In doing so, we tell ourselves we're trying to prevent a rulebreaking arms race that will lead to the collapse of the whole system of governance we've relied on lo these many years. That speaks to some deep liberal moral insticts: people are basically good, the good ideas always win out eventually, it would be hypocritical to do what we criticize others for doing, and that maintaining decorum is an end in itself. As Obama frequently liked to quote, "The arc of the moral universe is long, but it bends toward justice"
But the universe doesn't bend towards justice unaided. It must be bent, and often quite forcefully. Hitler's defeat was not inevitable. The abolition of slavery in the US required a civil war. The right to vote is contested to this day (see voter suppression in red states/precincts across the country).

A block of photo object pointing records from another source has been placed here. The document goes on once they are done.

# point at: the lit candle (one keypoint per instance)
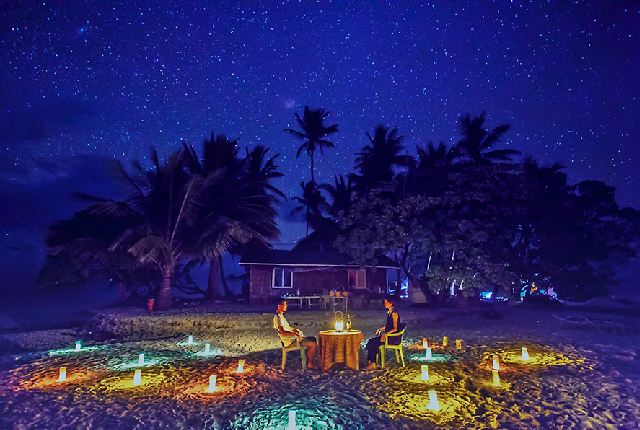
(425, 372)
(292, 421)
(433, 401)
(137, 377)
(63, 374)
(212, 384)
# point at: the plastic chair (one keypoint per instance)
(293, 347)
(396, 338)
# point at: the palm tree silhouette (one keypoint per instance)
(156, 219)
(313, 133)
(376, 161)
(312, 202)
(476, 142)
(240, 201)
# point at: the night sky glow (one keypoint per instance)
(85, 81)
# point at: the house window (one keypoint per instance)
(282, 278)
(357, 278)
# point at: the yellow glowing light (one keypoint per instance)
(137, 377)
(212, 384)
(63, 374)
(433, 401)
(428, 354)
(424, 372)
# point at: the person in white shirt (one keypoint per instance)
(288, 334)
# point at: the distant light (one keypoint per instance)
(137, 377)
(424, 372)
(291, 425)
(433, 401)
(212, 384)
(63, 374)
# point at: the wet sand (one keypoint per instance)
(577, 376)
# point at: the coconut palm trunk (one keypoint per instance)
(215, 287)
(164, 295)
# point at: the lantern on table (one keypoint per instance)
(339, 321)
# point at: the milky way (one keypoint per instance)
(100, 79)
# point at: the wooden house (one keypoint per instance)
(273, 273)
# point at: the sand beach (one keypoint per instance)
(583, 372)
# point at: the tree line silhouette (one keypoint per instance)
(464, 216)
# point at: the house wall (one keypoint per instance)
(377, 281)
(259, 283)
(317, 281)
(308, 282)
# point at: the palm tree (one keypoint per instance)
(312, 202)
(157, 217)
(240, 202)
(376, 162)
(476, 142)
(341, 194)
(433, 157)
(313, 133)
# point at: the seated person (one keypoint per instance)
(288, 334)
(373, 345)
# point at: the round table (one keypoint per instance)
(340, 347)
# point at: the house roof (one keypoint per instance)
(279, 257)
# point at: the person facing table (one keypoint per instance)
(288, 334)
(373, 345)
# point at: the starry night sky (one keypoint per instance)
(86, 81)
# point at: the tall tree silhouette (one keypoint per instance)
(312, 202)
(240, 202)
(313, 133)
(476, 142)
(376, 161)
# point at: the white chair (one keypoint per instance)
(396, 345)
(293, 347)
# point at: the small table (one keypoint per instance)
(340, 347)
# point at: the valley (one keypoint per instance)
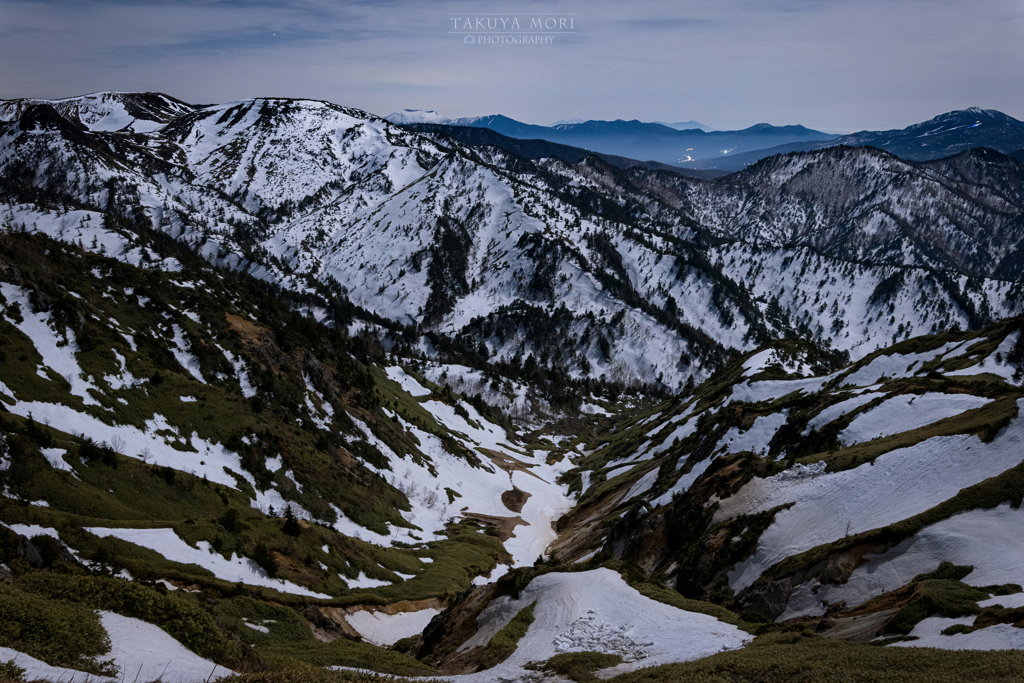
(287, 389)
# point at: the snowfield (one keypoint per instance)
(898, 484)
(906, 412)
(987, 540)
(598, 610)
(380, 628)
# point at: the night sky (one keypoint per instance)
(839, 66)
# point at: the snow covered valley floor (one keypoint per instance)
(211, 481)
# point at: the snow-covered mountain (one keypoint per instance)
(794, 494)
(634, 274)
(945, 135)
(286, 385)
(649, 141)
(418, 116)
(107, 112)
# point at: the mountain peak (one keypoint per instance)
(418, 116)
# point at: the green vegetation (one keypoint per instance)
(56, 632)
(178, 613)
(9, 671)
(503, 643)
(800, 656)
(343, 652)
(579, 667)
(311, 675)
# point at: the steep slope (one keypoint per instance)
(176, 425)
(296, 191)
(649, 140)
(945, 135)
(130, 112)
(600, 274)
(792, 494)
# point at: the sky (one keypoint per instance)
(837, 66)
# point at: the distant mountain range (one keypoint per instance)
(649, 141)
(691, 145)
(944, 135)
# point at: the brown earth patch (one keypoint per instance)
(508, 463)
(246, 329)
(504, 525)
(514, 500)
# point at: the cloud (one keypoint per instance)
(838, 65)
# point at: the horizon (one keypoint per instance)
(544, 125)
(844, 66)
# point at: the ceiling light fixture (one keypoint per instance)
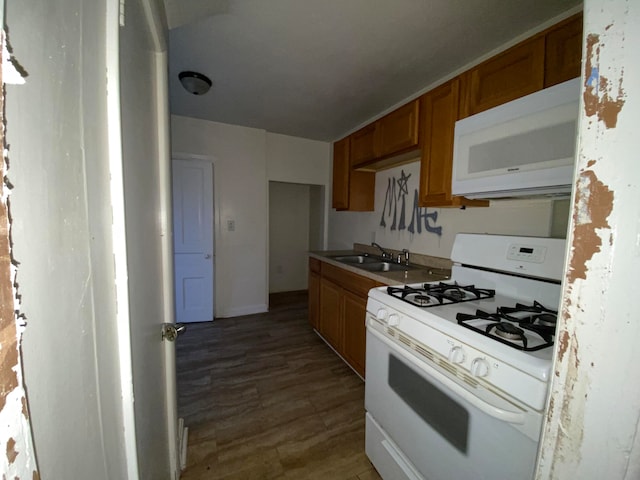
(194, 82)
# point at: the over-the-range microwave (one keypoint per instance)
(524, 147)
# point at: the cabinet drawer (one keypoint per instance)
(348, 280)
(314, 265)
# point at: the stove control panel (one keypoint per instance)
(527, 253)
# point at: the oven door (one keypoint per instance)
(425, 424)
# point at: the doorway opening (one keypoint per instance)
(296, 226)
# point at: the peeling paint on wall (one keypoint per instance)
(601, 97)
(593, 204)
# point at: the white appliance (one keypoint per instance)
(524, 147)
(458, 371)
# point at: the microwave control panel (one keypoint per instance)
(527, 253)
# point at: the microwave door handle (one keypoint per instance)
(494, 411)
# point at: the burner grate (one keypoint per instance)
(536, 318)
(435, 294)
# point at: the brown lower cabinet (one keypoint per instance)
(337, 310)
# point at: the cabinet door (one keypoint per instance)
(439, 115)
(331, 313)
(351, 190)
(398, 131)
(314, 300)
(512, 74)
(341, 170)
(354, 312)
(563, 51)
(363, 145)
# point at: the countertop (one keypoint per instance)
(424, 268)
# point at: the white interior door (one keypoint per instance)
(194, 258)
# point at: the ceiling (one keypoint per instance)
(319, 69)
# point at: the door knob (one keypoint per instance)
(170, 331)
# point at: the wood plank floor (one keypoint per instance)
(265, 398)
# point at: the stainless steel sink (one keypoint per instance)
(385, 267)
(356, 259)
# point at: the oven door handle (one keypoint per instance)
(494, 411)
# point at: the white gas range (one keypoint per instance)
(458, 371)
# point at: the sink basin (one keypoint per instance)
(356, 259)
(385, 267)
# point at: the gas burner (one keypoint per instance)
(455, 293)
(547, 319)
(422, 300)
(534, 317)
(433, 294)
(525, 327)
(506, 330)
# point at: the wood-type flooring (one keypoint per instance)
(265, 398)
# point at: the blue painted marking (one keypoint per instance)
(594, 77)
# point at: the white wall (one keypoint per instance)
(61, 212)
(240, 191)
(592, 428)
(507, 217)
(298, 160)
(289, 219)
(245, 159)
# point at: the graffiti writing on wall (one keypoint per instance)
(394, 209)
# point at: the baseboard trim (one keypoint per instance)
(183, 440)
(247, 310)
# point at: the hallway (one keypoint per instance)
(265, 398)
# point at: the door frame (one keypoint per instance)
(156, 19)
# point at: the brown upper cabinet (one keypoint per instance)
(398, 131)
(425, 127)
(363, 145)
(563, 51)
(352, 190)
(388, 141)
(512, 74)
(439, 115)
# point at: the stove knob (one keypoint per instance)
(479, 367)
(456, 355)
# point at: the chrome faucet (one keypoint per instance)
(406, 256)
(385, 255)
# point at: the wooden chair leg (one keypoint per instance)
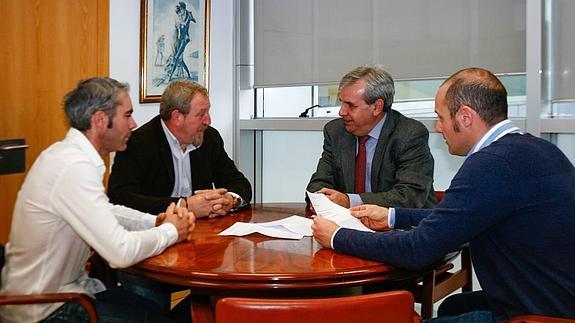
(466, 264)
(427, 296)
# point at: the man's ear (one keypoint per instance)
(466, 115)
(99, 120)
(378, 107)
(176, 116)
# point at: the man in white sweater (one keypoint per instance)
(62, 212)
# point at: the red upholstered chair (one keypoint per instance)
(81, 299)
(539, 319)
(22, 300)
(386, 307)
(441, 282)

We as liberals have come to believe that it's a moral victory in and of itself to point at the norm-breaker in chief and say "YOU CAN'T DO THAT!"
For this week's example:
When Trump announced his intent to eliminate birthright citizenship by EO, the response on the left was almost universally "well he can't, the rules say he can't," whereas the response on the right ranged from "hey, that's a good idea; finally someone is doing something about these illegal babies" to the more tepid "it's a fine idea, but you can't legally do it that way."
Note that no where on either side of that discussion does anyone say "It's wrong to want to abolish birthright citizenship." The left has largely abstained on the moral argument over the POLICY, in favor of dismissing the issue as outside the PROCESS. Conversely on the right, we likewise see no moral debate over the topic, because that ground has been ceded by the left so they've internally assumed victory in the policy argument, leaving them only to debate how best to go about doing it.

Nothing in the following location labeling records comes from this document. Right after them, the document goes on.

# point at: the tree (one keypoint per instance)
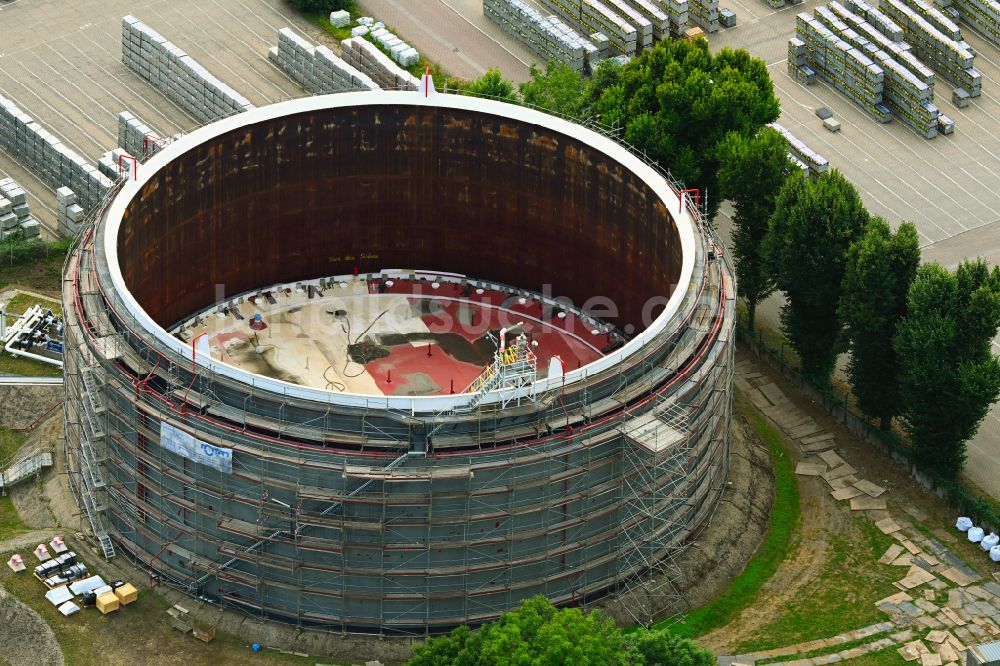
(535, 633)
(880, 268)
(751, 173)
(558, 88)
(492, 84)
(949, 375)
(677, 101)
(814, 224)
(321, 5)
(660, 648)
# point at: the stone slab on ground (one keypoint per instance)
(839, 472)
(957, 577)
(869, 488)
(846, 493)
(810, 468)
(911, 547)
(810, 427)
(944, 535)
(818, 438)
(867, 503)
(818, 447)
(886, 525)
(773, 394)
(931, 659)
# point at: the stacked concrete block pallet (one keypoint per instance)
(983, 16)
(400, 51)
(936, 18)
(138, 139)
(705, 14)
(846, 68)
(594, 16)
(677, 11)
(643, 26)
(899, 50)
(15, 214)
(366, 57)
(909, 99)
(948, 57)
(801, 153)
(317, 68)
(69, 215)
(547, 36)
(43, 153)
(177, 75)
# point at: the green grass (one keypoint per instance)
(322, 20)
(886, 657)
(778, 541)
(823, 651)
(20, 304)
(843, 596)
(15, 365)
(137, 633)
(43, 275)
(10, 522)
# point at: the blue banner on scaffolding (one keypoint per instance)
(183, 444)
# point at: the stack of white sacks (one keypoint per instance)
(988, 542)
(15, 214)
(316, 68)
(401, 52)
(367, 57)
(69, 215)
(47, 156)
(176, 74)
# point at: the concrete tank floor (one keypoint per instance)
(406, 339)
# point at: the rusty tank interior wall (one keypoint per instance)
(343, 517)
(320, 193)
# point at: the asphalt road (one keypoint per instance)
(61, 63)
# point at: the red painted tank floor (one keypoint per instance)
(457, 323)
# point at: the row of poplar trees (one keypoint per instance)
(918, 336)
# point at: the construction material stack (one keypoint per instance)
(846, 68)
(400, 51)
(983, 16)
(47, 156)
(801, 153)
(594, 16)
(69, 214)
(547, 36)
(177, 75)
(908, 98)
(368, 59)
(704, 14)
(316, 68)
(947, 56)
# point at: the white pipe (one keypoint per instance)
(27, 320)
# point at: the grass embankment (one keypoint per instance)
(440, 77)
(778, 541)
(136, 634)
(843, 595)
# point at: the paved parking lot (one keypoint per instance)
(61, 63)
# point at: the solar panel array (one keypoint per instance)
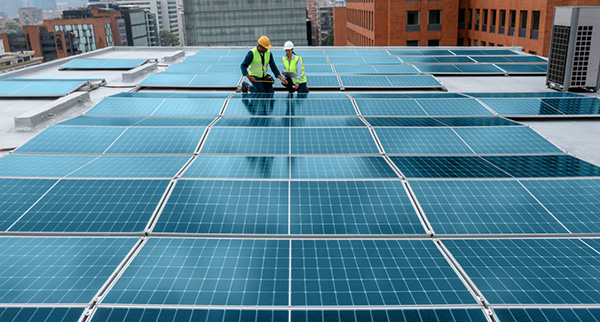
(327, 207)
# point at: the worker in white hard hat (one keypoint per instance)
(294, 70)
(256, 65)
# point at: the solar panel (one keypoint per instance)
(238, 167)
(446, 167)
(456, 106)
(574, 202)
(405, 315)
(483, 207)
(575, 106)
(339, 167)
(505, 140)
(58, 270)
(158, 140)
(132, 166)
(530, 271)
(218, 272)
(430, 140)
(247, 140)
(226, 207)
(519, 106)
(103, 64)
(23, 165)
(402, 121)
(17, 195)
(352, 207)
(198, 315)
(72, 139)
(40, 314)
(548, 314)
(94, 206)
(332, 141)
(539, 166)
(373, 272)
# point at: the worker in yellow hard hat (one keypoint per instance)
(256, 65)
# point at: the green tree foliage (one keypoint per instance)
(168, 39)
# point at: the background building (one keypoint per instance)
(31, 16)
(238, 22)
(451, 23)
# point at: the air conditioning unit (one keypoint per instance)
(574, 60)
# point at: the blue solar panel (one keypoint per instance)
(40, 314)
(352, 208)
(340, 168)
(132, 166)
(158, 140)
(17, 195)
(85, 120)
(72, 139)
(176, 121)
(241, 167)
(332, 141)
(483, 207)
(226, 207)
(423, 315)
(519, 106)
(548, 315)
(57, 270)
(458, 106)
(190, 107)
(539, 166)
(126, 106)
(247, 140)
(23, 165)
(575, 203)
(431, 140)
(446, 167)
(179, 315)
(504, 140)
(218, 272)
(94, 206)
(530, 271)
(373, 272)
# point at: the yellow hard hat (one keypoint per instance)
(265, 42)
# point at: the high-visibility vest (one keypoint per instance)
(290, 66)
(256, 68)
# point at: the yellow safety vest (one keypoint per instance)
(256, 68)
(290, 66)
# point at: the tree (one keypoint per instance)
(11, 27)
(328, 41)
(167, 38)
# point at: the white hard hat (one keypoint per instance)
(288, 45)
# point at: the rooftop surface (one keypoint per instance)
(171, 203)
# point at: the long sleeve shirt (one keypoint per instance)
(248, 60)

That's not to say no one on the left or right is an outlier bucking these trends or that the left generally doesn't think the policy proposal is immoral. The point here is that by leading with the counter that "it's against the rules" rather than "it's wrong," we are unilaterally disarming in the fight over the policy itself.

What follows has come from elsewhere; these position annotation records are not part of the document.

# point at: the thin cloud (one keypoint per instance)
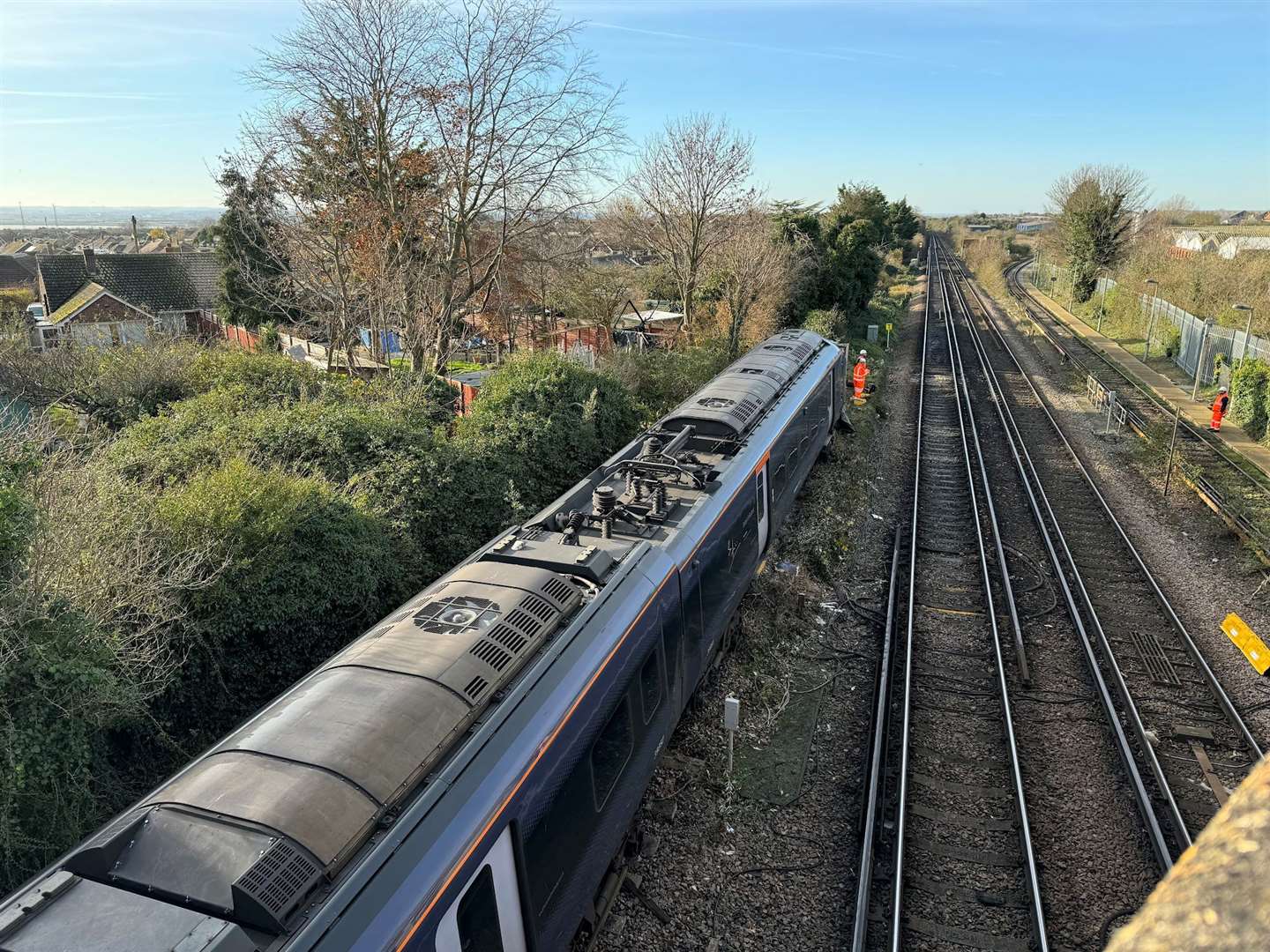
(56, 94)
(839, 52)
(147, 121)
(742, 43)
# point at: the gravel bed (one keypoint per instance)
(1094, 859)
(1203, 568)
(736, 874)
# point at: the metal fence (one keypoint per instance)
(1201, 340)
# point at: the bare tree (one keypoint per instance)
(525, 133)
(689, 185)
(755, 274)
(413, 144)
(596, 294)
(1095, 208)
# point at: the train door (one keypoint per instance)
(761, 502)
(487, 918)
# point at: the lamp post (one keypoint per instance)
(1247, 331)
(1199, 363)
(1244, 354)
(1151, 322)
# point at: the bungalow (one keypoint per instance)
(1240, 244)
(1189, 239)
(17, 271)
(106, 300)
(1243, 219)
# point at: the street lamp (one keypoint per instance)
(1151, 322)
(1247, 331)
(1102, 301)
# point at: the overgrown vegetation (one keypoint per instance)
(164, 580)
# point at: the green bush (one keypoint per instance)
(1172, 342)
(1250, 389)
(661, 380)
(542, 421)
(305, 569)
(60, 689)
(288, 509)
(828, 324)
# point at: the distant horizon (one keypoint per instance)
(946, 104)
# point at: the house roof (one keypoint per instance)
(81, 299)
(170, 282)
(16, 270)
(1247, 242)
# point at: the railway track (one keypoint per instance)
(1186, 744)
(947, 859)
(1237, 490)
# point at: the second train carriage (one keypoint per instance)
(461, 776)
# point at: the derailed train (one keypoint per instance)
(460, 777)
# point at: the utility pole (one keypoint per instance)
(1247, 337)
(1199, 363)
(1151, 320)
(1247, 331)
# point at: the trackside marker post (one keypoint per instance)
(1247, 641)
(730, 724)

The Republicans have shown us they don't care about the process, they only care about the policy. While we scream at them for the hypocrisy of denying Merrick Garland his SCOTUS seat, they only cared about denying Obama another supreme court pick so they could populate the court with Justices more amenable to their policies. They likewise stole hundreds of lower federal court seats, for the same reasons.
If the Democrats' idea of how to fix this is to shame Republicans for breaking the rules, that will fail. Even in the case of the hypothetical EO overturning the 14th amendment, it's within the rules as written for the Supreme Court to outright declare that the President can do that even when it's blatantly obvious that he can't according to the rules. After all, according to the rules, the Supreme Court gets to decide what "according to the rules" means. Continuing to argue about the fairness of the process isn't going to change the policy.
Instead, we need to stop letting the GOP pick the high ground we die on for us. Instead of defining following the rules as the moral high ground, define pursuing just policies as the high ground.
We shouldn't ignore the rulebreaking entirely, but it also shouldn't be our primary argument against it. To the extend we can use the fact they broke the rules to prevent the bad policy from being implemented, we should. Sue on procedural grounds if that's what will stop the policy from taking effect, but remember that the end goal is stopping the policy not enforcing the rules. Trump went through several drafts of his Muslim ban before it got through the courts, but he still got his Muslim ban in the end. Victory is when we have immigration reform that makes it easier for people to integrate into our society legally and is welcoming of diversity, the huddled masses yearning to breathe free.
When a GOP secretary of state purges the voter rolls a couple weeks before the election, instead of just suing to force him to let the people vote on the grounds he can't do that, campaign on automatic voter registration that would prevent the possibility in the first place.
When the president tries to ban trans people from serving in the military, don't just sue under the equal protections clause, make the argument for why trans people deserve to be treated equally.
The constitution, the courts, and the process are means, not ends.
We must never lose sight of the ends, because those ends are things like access to healthcare, kids being gunned down in schools, minorities being shot in their own back yards by police, LGBT people being able to marry the ones they love and not be discriminated against in employment or society more generally. Following the process is only as important as the policy outcomes it leads to.
That doesn't mean that all means are justified by the ends, but likewise good means don't justify bad ends.